Maybe now is the time to plan that long-awaited vacation.
Or in a pinch, it’s time for your long forgotten, but much-beloved Aunt to die. 

As a meeting designer and retreat facilitator, I recognize that most employee retreats are planned by extroverts with extroverts in mind. They are eight hours a day packed with interaction and sharing.

In my early days, I was guilty of following this typical format as well. Now when I design a retreat, my goal is to balance the agenda to allow for different types of interaction. 

Here are a few things to consider when planning a retreat agenda:

Managing people’s energy

Each activity can serve to increase energy or to allow for people to recharge after expending a lot of energy. I also like to consider both physical and mental energy and think about how both interact to keep people focused and having fun.

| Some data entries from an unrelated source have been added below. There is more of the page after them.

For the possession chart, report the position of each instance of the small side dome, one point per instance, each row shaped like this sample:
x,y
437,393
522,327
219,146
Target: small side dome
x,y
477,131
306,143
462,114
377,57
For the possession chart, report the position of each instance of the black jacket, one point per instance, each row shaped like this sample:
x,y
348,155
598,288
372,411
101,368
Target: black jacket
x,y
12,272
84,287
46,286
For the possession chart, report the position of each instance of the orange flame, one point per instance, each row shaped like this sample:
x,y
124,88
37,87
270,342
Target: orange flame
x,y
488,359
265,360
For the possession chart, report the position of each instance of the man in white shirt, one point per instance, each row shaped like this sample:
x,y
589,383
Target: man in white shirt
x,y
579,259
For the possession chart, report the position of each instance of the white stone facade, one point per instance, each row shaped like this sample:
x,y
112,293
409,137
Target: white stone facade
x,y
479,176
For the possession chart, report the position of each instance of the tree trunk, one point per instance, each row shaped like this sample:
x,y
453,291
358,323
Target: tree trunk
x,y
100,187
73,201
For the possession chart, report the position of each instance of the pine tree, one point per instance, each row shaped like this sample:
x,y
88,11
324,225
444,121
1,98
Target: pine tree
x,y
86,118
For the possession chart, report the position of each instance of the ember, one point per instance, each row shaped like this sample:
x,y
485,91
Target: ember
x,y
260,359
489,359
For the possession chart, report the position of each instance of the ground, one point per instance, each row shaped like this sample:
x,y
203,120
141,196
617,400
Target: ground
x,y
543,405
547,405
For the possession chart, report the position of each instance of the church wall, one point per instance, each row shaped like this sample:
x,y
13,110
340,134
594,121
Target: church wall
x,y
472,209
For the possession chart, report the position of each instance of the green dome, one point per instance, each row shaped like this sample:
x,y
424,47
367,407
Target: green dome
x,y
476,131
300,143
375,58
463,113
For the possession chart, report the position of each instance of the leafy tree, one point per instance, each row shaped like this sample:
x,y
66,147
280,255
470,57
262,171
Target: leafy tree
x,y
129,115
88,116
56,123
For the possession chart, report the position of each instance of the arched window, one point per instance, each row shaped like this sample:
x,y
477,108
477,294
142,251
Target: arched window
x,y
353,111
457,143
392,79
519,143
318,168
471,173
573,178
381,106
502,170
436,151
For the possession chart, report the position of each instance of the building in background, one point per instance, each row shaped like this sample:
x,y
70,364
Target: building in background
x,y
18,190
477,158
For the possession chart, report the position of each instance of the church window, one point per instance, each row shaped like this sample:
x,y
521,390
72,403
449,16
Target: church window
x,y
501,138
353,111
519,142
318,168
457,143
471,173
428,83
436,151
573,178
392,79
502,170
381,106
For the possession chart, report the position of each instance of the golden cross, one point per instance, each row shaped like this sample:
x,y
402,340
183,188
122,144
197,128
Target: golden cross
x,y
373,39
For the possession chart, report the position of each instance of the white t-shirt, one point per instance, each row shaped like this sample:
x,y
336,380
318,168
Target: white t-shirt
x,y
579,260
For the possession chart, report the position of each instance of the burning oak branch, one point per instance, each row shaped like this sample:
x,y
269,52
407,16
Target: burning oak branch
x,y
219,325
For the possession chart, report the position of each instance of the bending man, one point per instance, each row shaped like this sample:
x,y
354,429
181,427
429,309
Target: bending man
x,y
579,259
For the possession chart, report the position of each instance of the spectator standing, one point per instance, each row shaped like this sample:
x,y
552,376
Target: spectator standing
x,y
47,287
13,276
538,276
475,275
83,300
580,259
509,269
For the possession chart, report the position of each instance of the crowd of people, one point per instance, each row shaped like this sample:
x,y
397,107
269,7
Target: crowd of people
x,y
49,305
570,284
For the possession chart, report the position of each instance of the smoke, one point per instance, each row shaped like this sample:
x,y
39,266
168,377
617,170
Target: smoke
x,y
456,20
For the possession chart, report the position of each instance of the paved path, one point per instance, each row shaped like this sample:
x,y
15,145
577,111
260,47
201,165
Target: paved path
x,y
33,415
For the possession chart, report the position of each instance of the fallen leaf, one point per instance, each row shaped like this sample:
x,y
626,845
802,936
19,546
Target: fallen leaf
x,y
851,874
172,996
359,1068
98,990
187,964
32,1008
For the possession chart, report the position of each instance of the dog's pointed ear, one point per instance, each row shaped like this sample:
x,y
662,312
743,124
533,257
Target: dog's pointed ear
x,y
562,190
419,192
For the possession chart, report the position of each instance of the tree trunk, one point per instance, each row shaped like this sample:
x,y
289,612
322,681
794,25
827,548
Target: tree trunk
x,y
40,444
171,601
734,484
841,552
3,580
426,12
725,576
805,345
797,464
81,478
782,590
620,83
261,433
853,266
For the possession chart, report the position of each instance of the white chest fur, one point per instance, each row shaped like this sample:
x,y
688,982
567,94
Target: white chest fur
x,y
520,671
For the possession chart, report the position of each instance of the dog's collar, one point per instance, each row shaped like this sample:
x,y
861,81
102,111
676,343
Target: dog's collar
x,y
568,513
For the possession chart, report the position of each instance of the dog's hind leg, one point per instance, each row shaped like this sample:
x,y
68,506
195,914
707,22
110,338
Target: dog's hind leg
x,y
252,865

For example, most people feel a lull after lunch and need some time to digest and recharge. However, if you have the group sitting and listening to a speaker or watching a video after lunch they may just be lulled to sleep instead of rebuilding their energy.

I find that a semi-physical activity that can be done in pairs or small groups is a nice way to ease back into the program. You could have people pair off and go for a walk to talk over a specific thought-provoking question or have an individual drawing/art exercise where they are reflecting on a theme from the morning.

Balancing large group with individual and dyad/triad interactions

Introverts are often misunderstood as not liking people or wanting to be alone all the time.

Introvert does not equal hermit.

Having a chance to process the ideas or problem-solving in pairs or trios (dyad/triad in facilitation jargon), is a great option for introverts. This has the added benefit of ensuring that everyone in the group has a chance to participate.

Bonus tip: mix up the dyads/triads throughout the day so that people have a chance to interact with different people and so that no one gets stuck with someone they don’t enjoy for very long.

Allow space and room for quiet and privacy

Being in a large room with a large group of people can be very draining for introverts. Even as the facilitator I find it very draining.

I do not like to have a large group discussion format on the agenda for more than an hour at a time.

In between large group discussions, I prefer to divide the group into small groups or pairs for different activities. As often as possible during those smaller group exercises, I give the small groups a chance to choose their own meeting location. I encourage them to find a quiet space in the hall or outside. The more that they can get a break from the big room and have a change of scene, can help them conserve their energy more and not get overwhelmed.

I also like to allow for a couple of breaks during the day and a longer lunch break so that if someone needs to have quiet time or go for a walk, they can take care of their own needs to recharge.

Bonus Tip:

Recently I started using the Loop Engage Earplugs when I am at conferences or other crowded noisy gatherings. They take the edge off and still allow me to hear the people close to me that I am speaking with.

To sum it up

Overall, when you are planning an all-day meeting or employee retreat, think about how to design an agenda that balances group interaction with individuals’ needs for reflection and space to recharge.

It always feels like there is so much to accomplish that you don’t have time for breaks for individual reflection. However, when you work smarter, not harder, you will be amazed at the great results you can achieve.

It is better to leave at the end of the day with your group wishing they had more time together than with everyone exhausted, mentally spent, and ready to plan their next vacation or funeral excuse.